This migration can be seen in rising home prices and more activity among home builders.
“We’ve seen more developers and more homes built than we’ve seen in the past,” said Kathy Oxford, executive director of Barnesville-Lamar County Industrial Development Authority. “Our population is starting to grow a little bit. And we’ve got some infill areas in the city, as well as in the county, that are seeing some growth.”
A small subdivision that sat empty since 2010 is now the site of more than two dozen new homes, according to Oxford.
Industries seek places to relocate and expand that allow them to move in and get up and running quickly. Putnam County went through a rigorous process to get its new 121-acre South Industrial Park (SIP) Georgia Ready for Accelerated Development (GRAD) Select-certified, according to Matt Poyner, executive director at Putnam Development Authority.

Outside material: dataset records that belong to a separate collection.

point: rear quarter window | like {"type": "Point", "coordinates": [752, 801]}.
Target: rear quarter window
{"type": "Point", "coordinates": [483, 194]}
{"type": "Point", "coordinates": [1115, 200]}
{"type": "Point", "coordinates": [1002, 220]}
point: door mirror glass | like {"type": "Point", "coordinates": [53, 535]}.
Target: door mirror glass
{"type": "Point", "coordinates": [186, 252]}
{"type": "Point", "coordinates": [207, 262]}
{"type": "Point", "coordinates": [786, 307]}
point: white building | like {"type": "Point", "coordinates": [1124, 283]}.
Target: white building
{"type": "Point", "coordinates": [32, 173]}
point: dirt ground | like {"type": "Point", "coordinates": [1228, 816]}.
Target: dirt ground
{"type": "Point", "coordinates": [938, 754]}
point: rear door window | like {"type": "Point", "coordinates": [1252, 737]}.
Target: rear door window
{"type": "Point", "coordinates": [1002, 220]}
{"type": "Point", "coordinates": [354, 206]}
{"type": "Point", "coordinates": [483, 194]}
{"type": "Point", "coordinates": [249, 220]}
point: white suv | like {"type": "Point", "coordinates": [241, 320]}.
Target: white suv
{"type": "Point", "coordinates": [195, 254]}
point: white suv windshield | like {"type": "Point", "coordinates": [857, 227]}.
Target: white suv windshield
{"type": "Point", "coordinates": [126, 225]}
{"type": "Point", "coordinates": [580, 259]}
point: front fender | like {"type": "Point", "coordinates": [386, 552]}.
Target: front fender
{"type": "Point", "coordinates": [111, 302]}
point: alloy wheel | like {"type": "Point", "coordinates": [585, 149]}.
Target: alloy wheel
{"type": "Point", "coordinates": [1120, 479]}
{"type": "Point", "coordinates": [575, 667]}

Local leaders believe the effort will pay off.
“We’re pivoting from the [way] traditional manufacturing has been done in Putnam County to try to get more into [the] technology lane,” says Poyner.
The growth of the electric vehicle industry in Georgia is driving counties like Putnam to look at what it takes to attract companies and suppliers.

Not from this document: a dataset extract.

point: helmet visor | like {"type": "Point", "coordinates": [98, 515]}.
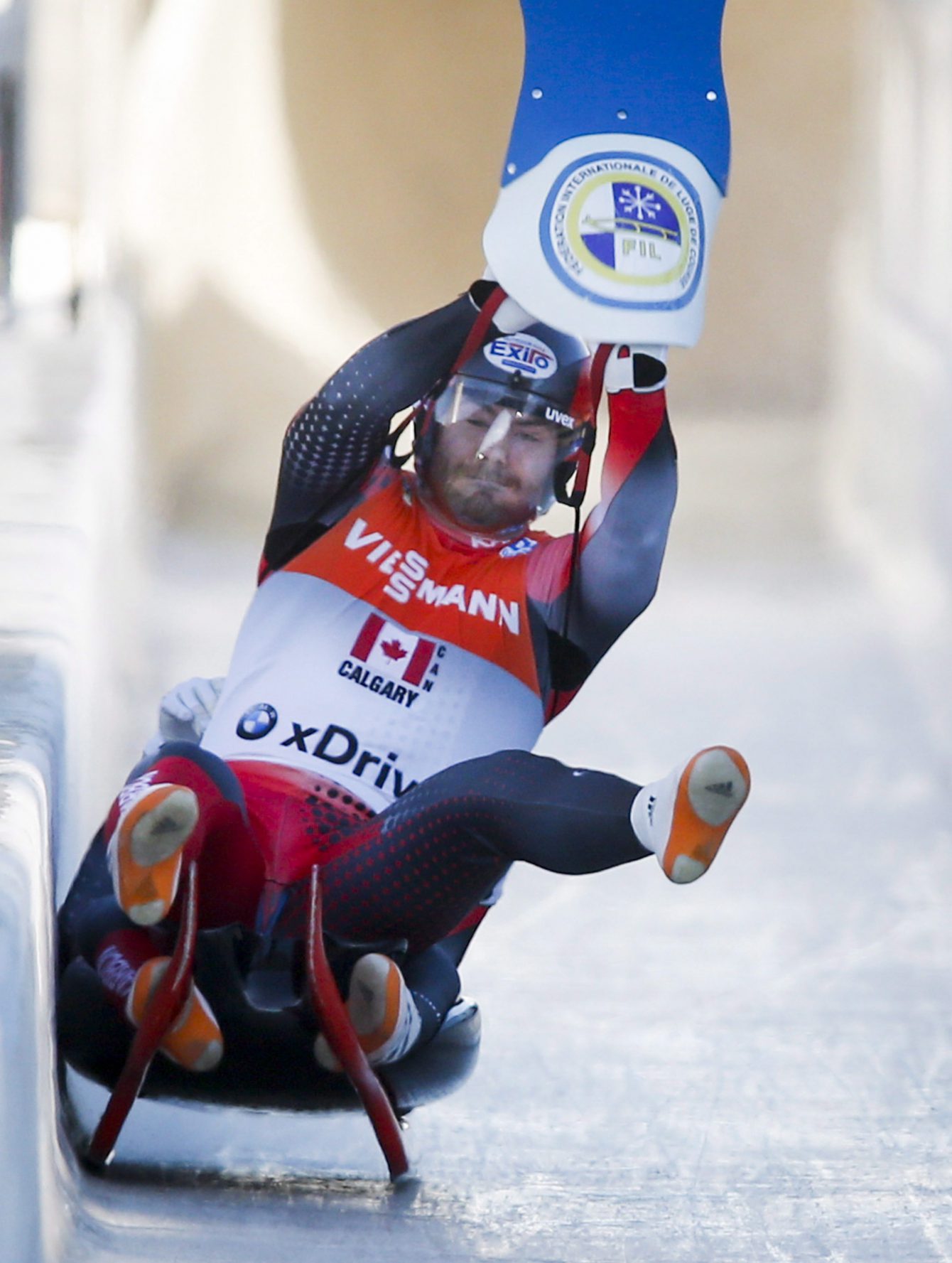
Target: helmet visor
{"type": "Point", "coordinates": [500, 413]}
{"type": "Point", "coordinates": [492, 453]}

Electric vehicle maker Rivian plans to build a $5 billion battery and assembly plant east of Atlanta along I-20 that’s projected to employ 7,500 workers. Suppliers to the company will locate near the plant opening up opportunities for Putnam, according to Poyner.

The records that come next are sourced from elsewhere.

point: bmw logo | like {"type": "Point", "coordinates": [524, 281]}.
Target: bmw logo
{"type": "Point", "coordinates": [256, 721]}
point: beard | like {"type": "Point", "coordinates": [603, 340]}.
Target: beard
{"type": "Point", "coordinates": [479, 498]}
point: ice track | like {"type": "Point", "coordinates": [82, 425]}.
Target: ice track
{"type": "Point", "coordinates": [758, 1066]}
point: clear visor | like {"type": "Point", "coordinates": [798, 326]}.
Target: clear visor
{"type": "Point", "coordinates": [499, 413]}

Along with industrial parks geared toward big companies, Dublin and Laurens County are constructing a site suited to small business and entrepreneurs.
“This [park is] just for those small businesses and entrepreneurs to help them be able to collaborate with each other and help solve challenges that they may have,” says Ryan Waldrep, president of Dublin-Laurens County Development Authority.
The Development Authority is also readying a 331-acre industrial site on Georgia Highway 257 that is served by rail, along with providing all the infrastructure needed for a company to get up and operating quickly, according to Waldrep. The site is GRAD Select-certified.
And, the central region is focused on preserving its natural resources with an eye toward economic development from enhanced tourism.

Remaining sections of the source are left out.